Azteca tornou-se o primeiro estádio a receber jogos de três campeonatos (1970, 1986 e 2026). Vitória justa do México frente a um adversário que somou muitos erros. Pesadelo para o médio do Tondela, Jiménez a voar mais alto

Foi a primeira vez que um estádio foi palco de três Mundiais. O Azteca preparava-se para entrar na história: 1970, 1986 e 2026. Ocasião de gala, uma cerimónia de abertura que não desiludiu e duas equipas que reeditavam o jogo de abertura do Mundial-2010, na África do Sul.

Não demorou muito tempo para o México mostrar que é melhor. Mais organizado, sereno e conhecedor das fragilidades dos sul-africanos. Uma delas, talvez das mais gritantes: a incapacidade de sair a jogar sob pressão alta, sem que os médios ou defesas conseguissem virar-se com a velocidade e destreza que se impõe em momentos tão delicados como este.

Se é para sair de trás para ganhar mais à frente, convém que seja bem feito, caso contrário é um suicídio. E assim foi: Sithole, médio do Tondela, recebeu o passe do guarda-redes Williams (que antes já efetuara excelente defesa a remate de pé esquerdo de Raul Jiménez), sentiu o adversário a respirar-lhe na nuca, falhou a receção e o resto foi... um convite à fome de Quiñones, o colombiano naturalizado mexicano: o melhor marcador do campeonato da Arábia Saudita disparou forte, de pé direito, fazendo passar a bola por entre as pernas do guarda-redes adversário.

O relógio marcava apenas 9 minutos e o rumo parecia traçado: os sul-africanos, alinhando com uma linha de cinco elementos na linha defensiva, nunca conseguiram desdobrar-se, sem um rasgo de criatividade, demasiado presos, incapazes de chegar à área mexicana; e a equipa da casa tranquila, gerindo os tempos de jogo e beneficiando dos muitos erros não forçados do adversário. Num deles, Quiñones finalizou com classe ao poste.

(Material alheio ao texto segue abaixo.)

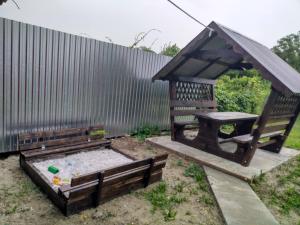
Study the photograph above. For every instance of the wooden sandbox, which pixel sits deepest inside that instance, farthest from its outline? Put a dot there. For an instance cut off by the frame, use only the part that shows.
(90, 189)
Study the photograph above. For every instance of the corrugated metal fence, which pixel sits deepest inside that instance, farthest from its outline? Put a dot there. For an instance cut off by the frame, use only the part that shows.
(51, 79)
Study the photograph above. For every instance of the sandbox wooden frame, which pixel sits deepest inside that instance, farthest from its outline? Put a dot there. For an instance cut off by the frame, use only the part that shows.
(91, 189)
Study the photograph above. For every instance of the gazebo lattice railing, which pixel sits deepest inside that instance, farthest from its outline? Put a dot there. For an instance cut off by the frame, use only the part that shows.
(188, 96)
(192, 74)
(273, 126)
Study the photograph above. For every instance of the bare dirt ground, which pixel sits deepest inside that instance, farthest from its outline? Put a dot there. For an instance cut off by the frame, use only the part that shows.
(21, 202)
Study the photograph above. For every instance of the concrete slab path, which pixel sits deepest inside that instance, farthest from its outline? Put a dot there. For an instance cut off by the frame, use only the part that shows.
(262, 162)
(237, 201)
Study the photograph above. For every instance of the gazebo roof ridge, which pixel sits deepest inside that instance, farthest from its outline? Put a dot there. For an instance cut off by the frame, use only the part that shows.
(211, 54)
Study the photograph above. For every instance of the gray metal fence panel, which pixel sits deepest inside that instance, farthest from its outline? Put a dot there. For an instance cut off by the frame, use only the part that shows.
(51, 80)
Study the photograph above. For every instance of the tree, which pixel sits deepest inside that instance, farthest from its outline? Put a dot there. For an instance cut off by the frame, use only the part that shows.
(288, 48)
(170, 50)
(146, 49)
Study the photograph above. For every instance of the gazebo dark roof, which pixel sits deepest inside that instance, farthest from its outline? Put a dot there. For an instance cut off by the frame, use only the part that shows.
(212, 53)
(1, 1)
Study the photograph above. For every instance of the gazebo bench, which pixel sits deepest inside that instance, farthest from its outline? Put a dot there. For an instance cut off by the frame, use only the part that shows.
(247, 138)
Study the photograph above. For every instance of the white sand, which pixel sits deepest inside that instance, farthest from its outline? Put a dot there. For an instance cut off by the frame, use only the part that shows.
(80, 164)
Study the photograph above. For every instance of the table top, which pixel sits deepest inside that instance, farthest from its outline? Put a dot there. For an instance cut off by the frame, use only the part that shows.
(226, 116)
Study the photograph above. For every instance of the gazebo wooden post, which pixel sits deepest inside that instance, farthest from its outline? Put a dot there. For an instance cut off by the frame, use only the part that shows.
(172, 92)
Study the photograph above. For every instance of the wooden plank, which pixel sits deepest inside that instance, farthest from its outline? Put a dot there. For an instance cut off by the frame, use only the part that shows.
(270, 129)
(79, 192)
(93, 176)
(194, 80)
(287, 116)
(54, 143)
(58, 133)
(187, 112)
(201, 104)
(68, 149)
(40, 182)
(120, 172)
(262, 144)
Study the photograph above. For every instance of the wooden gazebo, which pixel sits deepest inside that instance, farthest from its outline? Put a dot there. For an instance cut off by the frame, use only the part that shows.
(192, 74)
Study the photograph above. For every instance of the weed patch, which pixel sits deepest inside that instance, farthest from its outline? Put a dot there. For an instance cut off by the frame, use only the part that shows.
(198, 174)
(164, 201)
(146, 131)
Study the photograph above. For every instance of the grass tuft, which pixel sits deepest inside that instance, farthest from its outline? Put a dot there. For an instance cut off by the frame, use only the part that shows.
(146, 131)
(198, 174)
(160, 199)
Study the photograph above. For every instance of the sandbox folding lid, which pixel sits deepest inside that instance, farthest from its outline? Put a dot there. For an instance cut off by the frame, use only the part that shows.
(218, 49)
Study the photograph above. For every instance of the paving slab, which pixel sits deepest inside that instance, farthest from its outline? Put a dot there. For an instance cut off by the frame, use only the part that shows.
(237, 201)
(262, 162)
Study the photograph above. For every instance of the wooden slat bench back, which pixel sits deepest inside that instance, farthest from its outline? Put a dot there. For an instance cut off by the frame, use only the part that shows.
(58, 138)
(187, 97)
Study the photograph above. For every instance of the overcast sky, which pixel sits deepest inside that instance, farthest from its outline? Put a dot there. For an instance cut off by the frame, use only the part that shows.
(263, 20)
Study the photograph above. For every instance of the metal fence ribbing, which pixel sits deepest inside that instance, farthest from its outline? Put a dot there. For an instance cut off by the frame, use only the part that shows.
(50, 79)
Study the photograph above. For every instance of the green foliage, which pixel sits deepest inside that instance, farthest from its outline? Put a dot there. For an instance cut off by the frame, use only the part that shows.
(160, 199)
(288, 48)
(170, 50)
(206, 199)
(146, 131)
(293, 140)
(197, 173)
(146, 49)
(282, 191)
(241, 92)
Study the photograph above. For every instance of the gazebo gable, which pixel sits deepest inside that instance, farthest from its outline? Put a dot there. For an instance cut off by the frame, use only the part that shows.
(213, 53)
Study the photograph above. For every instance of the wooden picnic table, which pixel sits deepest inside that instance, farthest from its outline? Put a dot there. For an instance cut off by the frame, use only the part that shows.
(210, 136)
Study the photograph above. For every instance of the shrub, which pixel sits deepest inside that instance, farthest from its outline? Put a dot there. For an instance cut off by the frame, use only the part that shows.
(242, 92)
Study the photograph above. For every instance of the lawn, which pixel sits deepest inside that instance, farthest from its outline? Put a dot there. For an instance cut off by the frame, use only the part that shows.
(294, 139)
(183, 197)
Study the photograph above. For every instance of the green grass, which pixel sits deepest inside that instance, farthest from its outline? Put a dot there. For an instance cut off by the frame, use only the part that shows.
(198, 174)
(164, 201)
(146, 131)
(293, 140)
(283, 190)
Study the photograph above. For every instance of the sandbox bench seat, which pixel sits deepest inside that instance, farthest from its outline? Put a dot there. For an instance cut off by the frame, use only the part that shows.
(88, 189)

A pausa para hidratação não foi aproveitada para arejar a cabeça de quem estava a perder. O ritmo manteve-se lento, o que beneficiava os mexicanos, maduros o suficiente para não perderem os equilíbrios mesmo com a tentação de marcar de qualquer maneira num jogo que parecia demasiado fácil.

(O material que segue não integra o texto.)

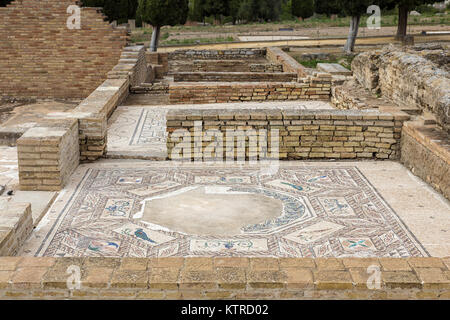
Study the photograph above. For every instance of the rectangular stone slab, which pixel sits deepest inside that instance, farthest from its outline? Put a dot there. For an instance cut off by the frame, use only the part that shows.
(334, 69)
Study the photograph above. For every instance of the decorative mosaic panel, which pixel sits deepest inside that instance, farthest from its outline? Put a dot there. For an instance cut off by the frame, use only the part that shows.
(326, 212)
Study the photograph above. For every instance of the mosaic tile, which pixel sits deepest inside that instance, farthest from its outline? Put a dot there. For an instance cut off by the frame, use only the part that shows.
(326, 211)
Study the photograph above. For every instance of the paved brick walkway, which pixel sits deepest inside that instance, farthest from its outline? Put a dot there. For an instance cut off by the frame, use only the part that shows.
(137, 131)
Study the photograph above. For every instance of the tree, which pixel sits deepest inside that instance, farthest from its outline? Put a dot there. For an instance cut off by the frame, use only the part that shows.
(404, 7)
(160, 13)
(327, 7)
(303, 8)
(352, 8)
(234, 9)
(216, 8)
(115, 10)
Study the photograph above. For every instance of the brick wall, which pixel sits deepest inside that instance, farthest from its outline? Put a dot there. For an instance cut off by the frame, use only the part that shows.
(233, 54)
(231, 66)
(276, 55)
(225, 278)
(424, 151)
(41, 57)
(234, 77)
(315, 87)
(132, 63)
(16, 224)
(48, 154)
(303, 134)
(407, 77)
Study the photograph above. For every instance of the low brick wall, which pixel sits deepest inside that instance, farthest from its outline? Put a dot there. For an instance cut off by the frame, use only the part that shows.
(342, 98)
(315, 87)
(276, 55)
(424, 150)
(232, 66)
(132, 64)
(159, 62)
(48, 154)
(233, 54)
(303, 134)
(234, 77)
(94, 111)
(41, 57)
(225, 278)
(407, 76)
(16, 224)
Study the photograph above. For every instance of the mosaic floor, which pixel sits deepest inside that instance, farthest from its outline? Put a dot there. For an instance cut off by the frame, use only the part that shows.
(147, 209)
(136, 131)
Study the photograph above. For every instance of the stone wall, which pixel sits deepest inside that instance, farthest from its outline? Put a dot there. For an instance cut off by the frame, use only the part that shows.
(132, 63)
(424, 150)
(230, 66)
(315, 87)
(407, 77)
(234, 77)
(41, 57)
(224, 278)
(276, 55)
(303, 134)
(159, 63)
(233, 54)
(48, 154)
(16, 224)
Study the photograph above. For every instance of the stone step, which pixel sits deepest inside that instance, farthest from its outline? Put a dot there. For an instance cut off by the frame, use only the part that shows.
(334, 69)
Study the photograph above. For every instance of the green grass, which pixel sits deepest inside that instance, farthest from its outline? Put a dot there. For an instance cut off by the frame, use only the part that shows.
(197, 41)
(319, 22)
(313, 63)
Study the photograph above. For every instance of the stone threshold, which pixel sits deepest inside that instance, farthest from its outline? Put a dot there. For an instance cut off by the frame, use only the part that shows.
(225, 278)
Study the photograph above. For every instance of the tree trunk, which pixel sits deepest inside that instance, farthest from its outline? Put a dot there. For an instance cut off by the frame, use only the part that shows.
(353, 32)
(155, 38)
(402, 22)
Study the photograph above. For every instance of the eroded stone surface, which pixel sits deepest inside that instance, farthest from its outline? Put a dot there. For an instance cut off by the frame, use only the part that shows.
(329, 210)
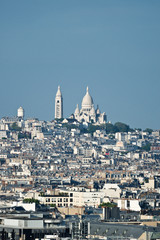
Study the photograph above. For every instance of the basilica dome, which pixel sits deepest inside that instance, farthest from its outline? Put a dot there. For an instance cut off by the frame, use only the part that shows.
(87, 101)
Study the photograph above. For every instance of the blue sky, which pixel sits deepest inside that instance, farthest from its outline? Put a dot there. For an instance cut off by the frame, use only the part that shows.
(112, 46)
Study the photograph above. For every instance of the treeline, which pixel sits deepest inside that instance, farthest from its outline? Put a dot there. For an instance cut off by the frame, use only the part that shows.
(110, 128)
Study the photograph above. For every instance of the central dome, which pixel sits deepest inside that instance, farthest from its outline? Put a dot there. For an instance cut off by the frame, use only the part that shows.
(87, 101)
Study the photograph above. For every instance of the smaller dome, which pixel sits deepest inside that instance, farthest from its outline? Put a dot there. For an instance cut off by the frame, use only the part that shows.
(58, 92)
(92, 112)
(98, 110)
(87, 101)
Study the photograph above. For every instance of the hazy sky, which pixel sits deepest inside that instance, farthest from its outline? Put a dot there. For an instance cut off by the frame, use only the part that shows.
(111, 46)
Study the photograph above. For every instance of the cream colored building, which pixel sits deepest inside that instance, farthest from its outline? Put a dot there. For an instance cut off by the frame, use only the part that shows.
(88, 113)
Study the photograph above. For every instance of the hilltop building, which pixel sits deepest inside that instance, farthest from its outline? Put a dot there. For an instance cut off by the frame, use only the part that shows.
(58, 104)
(88, 113)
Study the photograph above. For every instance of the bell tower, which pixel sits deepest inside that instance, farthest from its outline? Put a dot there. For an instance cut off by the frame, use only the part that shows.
(58, 104)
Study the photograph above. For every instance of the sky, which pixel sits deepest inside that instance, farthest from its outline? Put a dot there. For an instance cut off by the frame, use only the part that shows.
(111, 46)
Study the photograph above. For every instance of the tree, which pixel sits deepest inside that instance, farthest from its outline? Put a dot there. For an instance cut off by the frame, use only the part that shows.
(122, 127)
(15, 127)
(30, 200)
(146, 147)
(108, 204)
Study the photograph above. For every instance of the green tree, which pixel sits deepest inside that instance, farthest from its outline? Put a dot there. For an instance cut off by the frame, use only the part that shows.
(122, 127)
(146, 147)
(108, 204)
(149, 130)
(15, 127)
(30, 200)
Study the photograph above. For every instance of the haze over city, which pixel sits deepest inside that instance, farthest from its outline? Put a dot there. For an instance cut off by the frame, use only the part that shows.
(110, 46)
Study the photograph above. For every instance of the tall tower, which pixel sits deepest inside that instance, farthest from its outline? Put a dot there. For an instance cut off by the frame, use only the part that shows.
(59, 104)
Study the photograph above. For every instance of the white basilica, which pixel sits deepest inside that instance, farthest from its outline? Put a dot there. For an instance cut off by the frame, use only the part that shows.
(87, 113)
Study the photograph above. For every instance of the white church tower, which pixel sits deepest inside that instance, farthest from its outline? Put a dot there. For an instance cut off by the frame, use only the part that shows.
(59, 104)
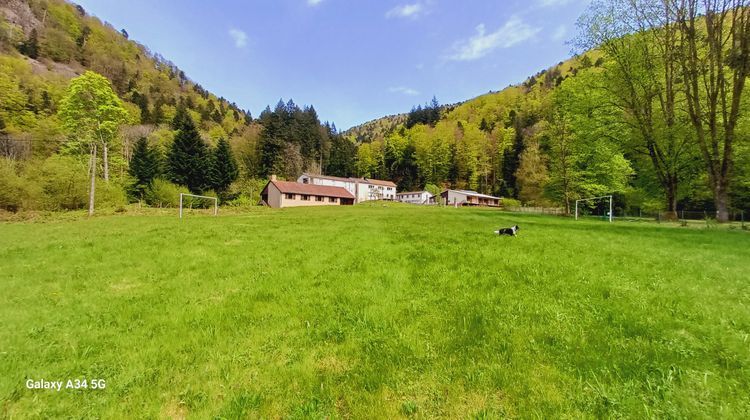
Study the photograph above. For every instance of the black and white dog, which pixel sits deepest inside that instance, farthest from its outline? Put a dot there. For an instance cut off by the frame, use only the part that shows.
(511, 231)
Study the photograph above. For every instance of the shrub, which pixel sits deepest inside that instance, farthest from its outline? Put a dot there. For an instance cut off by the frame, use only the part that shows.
(12, 189)
(246, 191)
(110, 195)
(61, 183)
(162, 193)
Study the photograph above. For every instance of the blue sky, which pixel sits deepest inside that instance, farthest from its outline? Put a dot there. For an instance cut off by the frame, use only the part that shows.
(354, 60)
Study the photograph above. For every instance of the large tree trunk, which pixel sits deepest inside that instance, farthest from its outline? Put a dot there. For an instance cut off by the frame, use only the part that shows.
(106, 161)
(92, 173)
(670, 188)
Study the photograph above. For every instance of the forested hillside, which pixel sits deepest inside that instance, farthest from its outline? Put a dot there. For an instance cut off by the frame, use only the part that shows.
(46, 43)
(615, 119)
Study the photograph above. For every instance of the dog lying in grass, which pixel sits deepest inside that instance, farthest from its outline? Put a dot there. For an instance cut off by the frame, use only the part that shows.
(511, 231)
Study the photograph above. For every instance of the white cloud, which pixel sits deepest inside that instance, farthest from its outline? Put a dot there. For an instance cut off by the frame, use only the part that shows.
(551, 3)
(408, 11)
(404, 90)
(560, 33)
(239, 37)
(513, 32)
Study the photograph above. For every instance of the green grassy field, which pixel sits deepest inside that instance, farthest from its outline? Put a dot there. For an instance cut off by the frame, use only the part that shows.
(373, 311)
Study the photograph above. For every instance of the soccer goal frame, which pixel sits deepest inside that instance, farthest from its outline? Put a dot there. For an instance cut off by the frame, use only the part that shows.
(216, 202)
(609, 197)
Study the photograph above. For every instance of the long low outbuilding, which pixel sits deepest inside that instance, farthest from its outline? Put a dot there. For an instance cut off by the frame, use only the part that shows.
(279, 194)
(468, 198)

Ao intervalo, o 1-0 era lisonjeiro para a África do Sul, que abriu a segunda parte repetindo o erro do primeiro golo: bola do guarda-redes para o médio, apoios mal colocados, perda de bola que por pouco não deu em golo. Ao México bastava esperar e explorar desposicionamentos do adversário. Numa bola em profundidade nasceu a expulsão de Sithole aos 50', por derrube a Gutiérrez (um pesadelo para o médio do Tondela) e depois de 17 minutos de demasiadas facilidades, a ponto de provocar algum descontentamento dos adeptos pela ausência de mais um golo, lá apareceu o 2-0, num cabeceamento de Jiménez a grande passe de Alvarado.

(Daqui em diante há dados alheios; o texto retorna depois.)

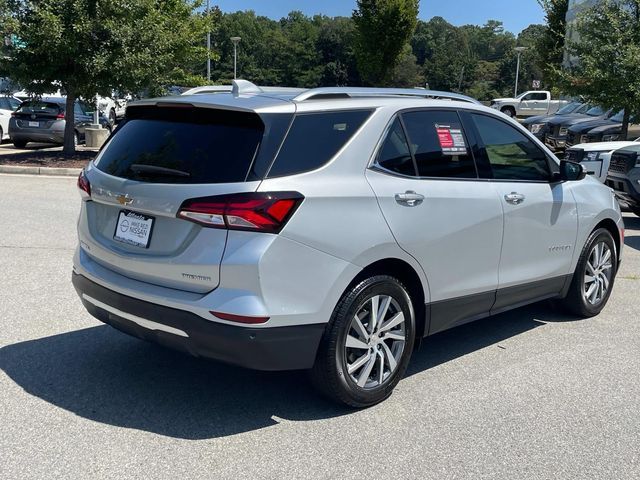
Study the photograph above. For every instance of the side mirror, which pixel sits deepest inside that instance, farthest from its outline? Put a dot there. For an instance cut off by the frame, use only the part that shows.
(571, 171)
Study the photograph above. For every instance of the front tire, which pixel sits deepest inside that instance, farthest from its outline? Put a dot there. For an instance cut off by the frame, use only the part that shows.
(594, 276)
(367, 344)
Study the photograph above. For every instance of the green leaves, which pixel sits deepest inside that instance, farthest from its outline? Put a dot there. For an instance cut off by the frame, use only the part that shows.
(604, 64)
(383, 28)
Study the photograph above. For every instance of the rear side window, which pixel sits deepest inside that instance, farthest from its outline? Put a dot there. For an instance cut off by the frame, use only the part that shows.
(511, 154)
(314, 139)
(183, 145)
(40, 107)
(394, 154)
(439, 145)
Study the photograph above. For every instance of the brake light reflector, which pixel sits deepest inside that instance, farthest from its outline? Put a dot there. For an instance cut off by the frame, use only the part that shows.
(239, 318)
(263, 212)
(84, 185)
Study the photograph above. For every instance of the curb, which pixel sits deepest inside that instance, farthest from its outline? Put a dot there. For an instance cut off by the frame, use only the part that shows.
(58, 172)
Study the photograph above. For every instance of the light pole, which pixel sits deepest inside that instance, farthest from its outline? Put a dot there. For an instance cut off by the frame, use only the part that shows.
(208, 44)
(519, 50)
(235, 41)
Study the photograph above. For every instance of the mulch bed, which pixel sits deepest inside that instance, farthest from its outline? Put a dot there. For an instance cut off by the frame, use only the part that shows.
(47, 159)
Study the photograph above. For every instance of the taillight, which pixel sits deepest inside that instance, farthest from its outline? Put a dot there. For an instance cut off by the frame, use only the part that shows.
(264, 212)
(84, 185)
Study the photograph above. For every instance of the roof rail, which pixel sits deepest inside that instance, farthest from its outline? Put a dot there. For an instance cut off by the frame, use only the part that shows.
(350, 92)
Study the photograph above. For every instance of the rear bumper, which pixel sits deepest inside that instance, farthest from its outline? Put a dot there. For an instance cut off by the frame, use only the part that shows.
(276, 348)
(46, 136)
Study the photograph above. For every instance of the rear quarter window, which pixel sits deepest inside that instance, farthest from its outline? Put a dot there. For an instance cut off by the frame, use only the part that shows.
(314, 139)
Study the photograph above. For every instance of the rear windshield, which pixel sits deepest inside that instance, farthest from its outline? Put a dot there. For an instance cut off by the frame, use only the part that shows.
(314, 139)
(596, 111)
(183, 145)
(39, 107)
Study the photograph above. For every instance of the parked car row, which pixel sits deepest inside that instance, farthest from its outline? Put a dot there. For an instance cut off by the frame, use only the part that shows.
(43, 120)
(537, 102)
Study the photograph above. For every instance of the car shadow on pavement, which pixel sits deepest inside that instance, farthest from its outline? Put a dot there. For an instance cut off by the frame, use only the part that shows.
(103, 375)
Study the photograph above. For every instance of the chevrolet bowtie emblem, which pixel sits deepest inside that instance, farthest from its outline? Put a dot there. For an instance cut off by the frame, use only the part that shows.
(124, 200)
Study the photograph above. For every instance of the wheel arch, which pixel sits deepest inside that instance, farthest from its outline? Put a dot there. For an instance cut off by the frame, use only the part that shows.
(611, 226)
(409, 277)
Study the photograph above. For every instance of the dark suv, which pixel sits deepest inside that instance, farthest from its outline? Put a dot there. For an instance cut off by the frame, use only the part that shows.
(624, 177)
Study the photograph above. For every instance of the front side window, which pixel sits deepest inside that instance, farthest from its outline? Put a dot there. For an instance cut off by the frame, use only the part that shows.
(394, 154)
(439, 145)
(512, 155)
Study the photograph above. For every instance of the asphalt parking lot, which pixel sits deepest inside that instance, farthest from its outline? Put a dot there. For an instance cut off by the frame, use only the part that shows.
(527, 394)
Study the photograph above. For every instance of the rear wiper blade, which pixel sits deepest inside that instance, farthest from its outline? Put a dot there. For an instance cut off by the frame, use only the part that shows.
(153, 169)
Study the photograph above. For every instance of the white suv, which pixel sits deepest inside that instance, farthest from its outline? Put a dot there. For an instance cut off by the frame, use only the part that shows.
(331, 229)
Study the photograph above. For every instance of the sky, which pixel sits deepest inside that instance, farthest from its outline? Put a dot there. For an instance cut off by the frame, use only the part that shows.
(515, 14)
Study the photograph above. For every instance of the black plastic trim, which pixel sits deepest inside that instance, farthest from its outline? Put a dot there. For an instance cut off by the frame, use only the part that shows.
(450, 313)
(275, 348)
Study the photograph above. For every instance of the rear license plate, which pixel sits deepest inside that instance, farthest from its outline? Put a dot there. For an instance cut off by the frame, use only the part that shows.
(133, 228)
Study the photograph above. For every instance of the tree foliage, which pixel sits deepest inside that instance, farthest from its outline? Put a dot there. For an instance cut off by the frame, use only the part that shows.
(383, 27)
(86, 47)
(607, 54)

A partir daí a África do Sul perdeu todas as noções de estratégia e entregou definitivamente o jogo com a expulsão de Zwane por agressão - gesto de quem estava de cabeça perdida. Para os mexicanos só não foi a vitória perfeita porque Cesar Montes também viu o vermelho ao derrubar Mudau, que se dirigia para a área.

Na conversão do livre referente à falta, os dois jogadores sul-africanos desentenderam-se, gerando uma posse de bola para o México. Um lance que espelha o desnorte de uma equipa que tem de mostrar muito mais se não quer fazer apenas turismo no continente americano. Quanto ao México, cumpriu o que se exigia. Sem brilhar, mas de forma segura.